What is vectorization and is it a just hint?

Hi, I’m confused about the vectorize schedule. Two questions:

  1. Is it just a hint for TVM (i.e., it is fine for TVM to not follow it), or it’s something that will be strictly enforced?

  2. What’s the exact meaning of vectorizing a loop? I thought it was partitioning the loop into multiple vector load/stores. But when I try to vectorize a loop of 1000, the script below only worked for LLVM target but failed on CUDA. The error message is TVMError: Cannot convert type int32x1000 to CUDA type, which sounds like it was trying to convert the whole loop into one vector load/store?

import tvm
from tvm import te
import numpy as np

# tgt = tvm.target.Target(target="cuda", host="llvm") # failed: TVMError: Cannot convert type int32x1000 to CUDA type
tgt = tvm.target.Target(target="llvm", host="llvm") # succeeded
dev = tvm.device(tgt.kind.name, 0)

# get te
N = 30000
A = te.compute((N,), lambda i: i, name="A")
s = te.create_schedule(A.op)
oi, ii = s[A].split(A.op.axis[0], factor=1000)
if tgt.kind.name == 'cuda': s[A].bind(oi, te.thread_axis("threadIdx.x"))
s[A].vectorize(ii)

# run
print(tvm.lower(s, [A], simple_mode=True))
foo = tvm.build(s, [A], tgt, name="foo")
dev = tvm.cuda() if tgt.kind.name == 'cuda' else tvm.cpu()
a = tvm.nd.array(np.zeros(N,).astype(A.dtype), dev)
foo(a)

It’s not a hint, but the codegen may fail to vectorize if the required conditions doesn’t meet. When failure, you can see two outcomes: It is either no effect and still process in sequential, or throw an error as you reported.

In terms of CUDA, AFAIK, vectorization is only effective when dtype is float16. In this case, CUDA codegen will put two half values together and make use of half2 to better utilize the bandwidth. As a result, the valid vectorize size has to be dividable. You can refer to the discussion here: [CUDA] Enable half2 in CUDA injective schedule - #4 by vinx13.

2 Likes

Thanks for the explanation! Regarding the dtype, the error is similar (TVMError: Cannot convert type float16x1024 to CUDA type) when I switched to float16 and changed a bit to make everything divisible (basically 256 blocks each with 32 threads, each handling 1024 float16 loads). I think it’s a valid schedule, and based on what you said, shouldn’t the expectation be to generate 512 half2 loads within each thread?

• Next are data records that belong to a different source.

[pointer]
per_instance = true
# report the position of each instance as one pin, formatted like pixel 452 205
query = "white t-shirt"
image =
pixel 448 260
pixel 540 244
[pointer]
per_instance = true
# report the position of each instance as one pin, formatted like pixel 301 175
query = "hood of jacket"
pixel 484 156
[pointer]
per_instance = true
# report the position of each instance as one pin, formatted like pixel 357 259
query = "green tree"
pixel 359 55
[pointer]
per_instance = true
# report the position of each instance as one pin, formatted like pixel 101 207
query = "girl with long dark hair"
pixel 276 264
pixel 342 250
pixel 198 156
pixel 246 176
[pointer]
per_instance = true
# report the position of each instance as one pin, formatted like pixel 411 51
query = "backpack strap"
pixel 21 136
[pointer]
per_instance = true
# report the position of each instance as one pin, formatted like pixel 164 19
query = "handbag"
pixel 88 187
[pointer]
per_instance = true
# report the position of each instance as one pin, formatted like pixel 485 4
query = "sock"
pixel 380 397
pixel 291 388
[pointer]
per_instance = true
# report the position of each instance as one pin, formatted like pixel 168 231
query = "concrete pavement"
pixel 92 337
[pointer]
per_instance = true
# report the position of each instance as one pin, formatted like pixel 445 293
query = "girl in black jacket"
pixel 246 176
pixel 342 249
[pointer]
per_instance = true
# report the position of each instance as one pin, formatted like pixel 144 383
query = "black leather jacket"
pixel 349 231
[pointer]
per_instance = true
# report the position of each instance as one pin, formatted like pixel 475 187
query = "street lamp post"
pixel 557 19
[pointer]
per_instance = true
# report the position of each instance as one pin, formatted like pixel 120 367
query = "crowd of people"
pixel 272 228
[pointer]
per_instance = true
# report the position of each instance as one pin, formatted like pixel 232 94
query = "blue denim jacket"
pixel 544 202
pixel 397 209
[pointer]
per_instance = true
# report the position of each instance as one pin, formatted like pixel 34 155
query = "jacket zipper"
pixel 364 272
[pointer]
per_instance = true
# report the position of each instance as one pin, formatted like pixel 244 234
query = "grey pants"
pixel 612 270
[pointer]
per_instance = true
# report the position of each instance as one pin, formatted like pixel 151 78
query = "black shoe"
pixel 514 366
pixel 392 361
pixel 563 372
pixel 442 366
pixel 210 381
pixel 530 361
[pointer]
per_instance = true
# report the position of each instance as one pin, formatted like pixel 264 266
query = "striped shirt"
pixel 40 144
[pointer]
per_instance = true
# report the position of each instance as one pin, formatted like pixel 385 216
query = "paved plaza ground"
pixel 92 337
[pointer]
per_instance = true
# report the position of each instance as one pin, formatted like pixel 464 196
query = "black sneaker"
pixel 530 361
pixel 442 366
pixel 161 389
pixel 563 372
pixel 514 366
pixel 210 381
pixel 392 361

I think the core question is: is a vectorize schedule valid if the vectorize size is larger than the maximum vector load size of the backend? On CUDA it seems to always try to generate a vectorized load of 1024 halfs=1024*16 bits, which I don’t think any machine supports, but for LLVM it works fine. So my current hypothesis is that the vectorize schedule does accept overly large vectorization size, and ideally it will get split into multiple small vectorized loads (that’s why it works for LLVM backend), but somehow this part is missing for CUDA backend.

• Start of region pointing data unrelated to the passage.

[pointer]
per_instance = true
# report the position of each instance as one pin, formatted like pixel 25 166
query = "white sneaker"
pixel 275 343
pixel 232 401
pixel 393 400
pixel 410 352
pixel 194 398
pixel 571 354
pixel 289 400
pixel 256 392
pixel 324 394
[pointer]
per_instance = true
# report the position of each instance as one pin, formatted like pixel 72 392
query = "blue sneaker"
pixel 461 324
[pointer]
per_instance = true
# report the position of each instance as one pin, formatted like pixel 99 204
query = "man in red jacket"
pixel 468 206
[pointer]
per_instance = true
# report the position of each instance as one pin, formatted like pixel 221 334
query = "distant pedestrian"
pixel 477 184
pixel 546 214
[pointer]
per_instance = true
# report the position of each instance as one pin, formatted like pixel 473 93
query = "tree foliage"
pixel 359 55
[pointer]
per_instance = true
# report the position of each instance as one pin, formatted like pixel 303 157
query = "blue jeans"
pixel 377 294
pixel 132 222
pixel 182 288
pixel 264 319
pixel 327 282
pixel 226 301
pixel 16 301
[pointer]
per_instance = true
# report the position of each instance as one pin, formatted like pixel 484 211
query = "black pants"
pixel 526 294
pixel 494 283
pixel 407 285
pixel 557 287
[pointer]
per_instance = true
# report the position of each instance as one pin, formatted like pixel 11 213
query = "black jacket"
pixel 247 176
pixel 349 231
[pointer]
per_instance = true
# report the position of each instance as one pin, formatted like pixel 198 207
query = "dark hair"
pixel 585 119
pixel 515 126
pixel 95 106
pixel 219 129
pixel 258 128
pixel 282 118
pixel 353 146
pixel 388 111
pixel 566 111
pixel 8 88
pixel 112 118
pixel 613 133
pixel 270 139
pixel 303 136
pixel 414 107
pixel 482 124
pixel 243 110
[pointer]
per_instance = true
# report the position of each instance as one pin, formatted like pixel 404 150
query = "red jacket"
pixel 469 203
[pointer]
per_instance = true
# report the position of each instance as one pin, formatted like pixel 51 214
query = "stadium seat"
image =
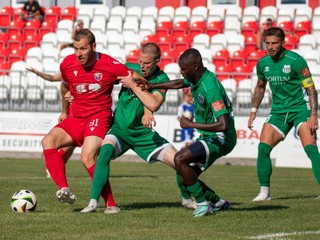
pixel 239 57
pixel 224 71
pixel 215 27
pixel 251 14
pixel 221 57
pixel 133 56
pixel 235 42
pixel 218 42
pixel 201 41
pixel 31 27
pixel 70 13
pixel 172 70
pixel 182 14
pixel 307 42
pixel 197 27
pixel 254 57
pixel 216 13
pixel 166 14
pixel 291 42
pixel 268 12
pixel 198 14
pixel 302 28
pixel 53 14
pixel 179 28
pixel 164 28
pixel 6 15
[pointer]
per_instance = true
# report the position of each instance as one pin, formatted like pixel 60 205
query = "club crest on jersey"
pixel 200 98
pixel 286 69
pixel 98 76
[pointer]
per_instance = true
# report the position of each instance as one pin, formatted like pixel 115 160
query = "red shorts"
pixel 79 128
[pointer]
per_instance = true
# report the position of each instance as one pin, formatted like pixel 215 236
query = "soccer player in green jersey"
pixel 213 120
pixel 294 104
pixel 129 131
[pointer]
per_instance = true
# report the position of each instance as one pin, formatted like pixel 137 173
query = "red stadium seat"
pixel 250 27
pixel 31 26
pixel 53 14
pixel 254 57
pixel 302 28
pixel 180 28
pixel 287 26
pixel 215 27
pixel 133 56
pixel 69 13
pixel 250 42
pixel 291 42
pixel 6 15
pixel 221 57
pixel 239 57
pixel 15 27
pixel 47 27
pixel 181 43
pixel 224 71
pixel 197 28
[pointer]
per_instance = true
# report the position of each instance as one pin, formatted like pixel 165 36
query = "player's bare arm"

BTW I printed the TIR before codgen, which for both backends includes something similar to B_2[ramp(((i.outer.outer*32768) + (i.outer.inner*1024)), 1, 1024)] = (float16x1024*)A_2[ramp(((i.outer.outer*32768) + (i.outer.inner*1024)), 1, 1024)] that has a pattern of ramp(xxx, 1, 1024). The LLVM codegen does handle this overly long ramp well, but not for CUDA codegen, which is inconsistent and could be a bug?

import tvm
from tvm import te
import numpy as np

tgt = tvm.target.Target(target="cuda", host="llvm") # failed: TVMError: Cannot convert type int32x1000 to CUDA type
# tgt = tvm.target.Target(target="llvm", host="llvm") # succeeded
dev = tvm.device(tgt.kind.name, 0)

# get te
VEC_WIDTH, NBLOCKS, NTHRDS = 1024, 256, 32
N = NTHRDS * VEC_WIDTH * NBLOCKS
# A = te.compute((N,), lambda i: i, name="A")
A = te.placeholder((N,), dtype='float16', name='A')
B = te.compute((N,), lambda i: A[i], name='B')
s = te.create_schedule(B.op)
oi, ii = s[B].split(B.op.axis[0], factor=VEC_WIDTH)
bx, tx = s[B].split(oi, factor=NTHRDS)
if tgt.kind.name == 'cuda': 
    s[B].bind(bx, te.thread_axis("blockIdx.x"))
    s[B].bind(tx, te.thread_axis("threadIdx.x"))
s[B].vectorize(ii)

# run
print(tvm.lower(s, [A, B], simple_mode=True))
foo = tvm.build(s, [A, B], tgt, name="foo")
dev = tvm.cuda() if tgt.kind.name == 'cuda' else tvm.cpu()
a = tvm.nd.array(np.zeros(N,).astype(A.dtype), dev)
b = tvm.nd.array(np.zeros(N,).astype(B.dtype), dev)
foo(a, b)
print('done')
1 Like

I think your hypothesis is not 100% correct in the case of CUDA codegen implementation, although it makes sense. Apparently as what you’ve found, CUDA codegen doesn’t split large vectorized loads to small ones that it could handle. This is just a limitation in the current CUDA codegen implementation, and you’re welcome to send a PR to improve it.

2 Likes